Let's say for a moment that you were an operative for a political party that was responsible for the biggest financial crisis since the Great Depression, forcing a massive bailout of Wall Street. Furthermore, let's say your party fought tooth and nail against imposing new regulations on Wall Street to prevent a repeat of the crisis that nearly took down the entire U.S. economy. And to top it all off, your party had opposed bailing out the auto industry, apparently because banking is more important than manufacturing.
Now, let's say your party's establishment decided to nominate a former Wall Street executive who became wealthy benefiting from the policies your party had fought for, including a tax rate lower than what most Americans pay—and that this was all happening as Occupy Wall Street highlighted the widening gulf between the super wealthy and the rest of America. If that were the case, what would you do?

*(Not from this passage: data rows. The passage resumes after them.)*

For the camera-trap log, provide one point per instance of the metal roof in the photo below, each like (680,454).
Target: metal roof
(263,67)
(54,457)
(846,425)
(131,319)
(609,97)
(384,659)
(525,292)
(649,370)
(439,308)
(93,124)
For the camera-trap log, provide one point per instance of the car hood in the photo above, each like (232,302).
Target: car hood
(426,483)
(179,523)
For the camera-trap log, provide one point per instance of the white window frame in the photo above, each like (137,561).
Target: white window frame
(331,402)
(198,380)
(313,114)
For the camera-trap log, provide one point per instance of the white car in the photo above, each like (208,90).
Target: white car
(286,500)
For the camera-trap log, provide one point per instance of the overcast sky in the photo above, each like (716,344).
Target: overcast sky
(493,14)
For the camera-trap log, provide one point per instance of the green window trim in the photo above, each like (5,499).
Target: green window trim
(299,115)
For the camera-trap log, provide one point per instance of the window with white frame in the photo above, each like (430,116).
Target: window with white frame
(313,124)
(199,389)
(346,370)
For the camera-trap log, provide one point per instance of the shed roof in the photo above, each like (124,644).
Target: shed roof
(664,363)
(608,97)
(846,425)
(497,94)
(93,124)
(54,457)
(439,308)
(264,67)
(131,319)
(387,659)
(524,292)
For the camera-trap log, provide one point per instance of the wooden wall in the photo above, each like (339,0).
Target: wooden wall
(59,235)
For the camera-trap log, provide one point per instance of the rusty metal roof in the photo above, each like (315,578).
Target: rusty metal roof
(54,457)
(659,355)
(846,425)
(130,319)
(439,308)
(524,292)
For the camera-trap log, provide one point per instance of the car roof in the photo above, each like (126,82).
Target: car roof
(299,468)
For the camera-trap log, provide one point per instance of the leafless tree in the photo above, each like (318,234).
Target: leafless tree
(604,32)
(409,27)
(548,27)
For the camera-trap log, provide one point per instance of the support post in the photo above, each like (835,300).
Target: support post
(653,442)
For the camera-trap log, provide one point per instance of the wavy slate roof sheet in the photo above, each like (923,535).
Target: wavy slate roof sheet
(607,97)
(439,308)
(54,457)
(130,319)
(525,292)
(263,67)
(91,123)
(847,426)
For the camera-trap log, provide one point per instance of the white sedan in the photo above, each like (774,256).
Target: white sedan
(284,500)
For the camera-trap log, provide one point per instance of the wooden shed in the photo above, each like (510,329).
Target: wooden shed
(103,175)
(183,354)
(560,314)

Most people would probably switch parties. Really, who wants to defend all that shit? But the operatives at the American Future Fund, a 501(c)(4) independent expenditure committee that doesn't need to disclose its donors, have come up with a different solution: a $4 million ad campaign attacking the other guy (in this case, President Obama) for all the things that their party is responsible for.
The result is one of the most dishonest attack ads of 2012. It's not that it's unreasonable to question President Obama's track record on Wall Street. But to do so with the explicit goal of electing a Republican in his place who is guilty of everything in the ad and then some is the height of absurdity.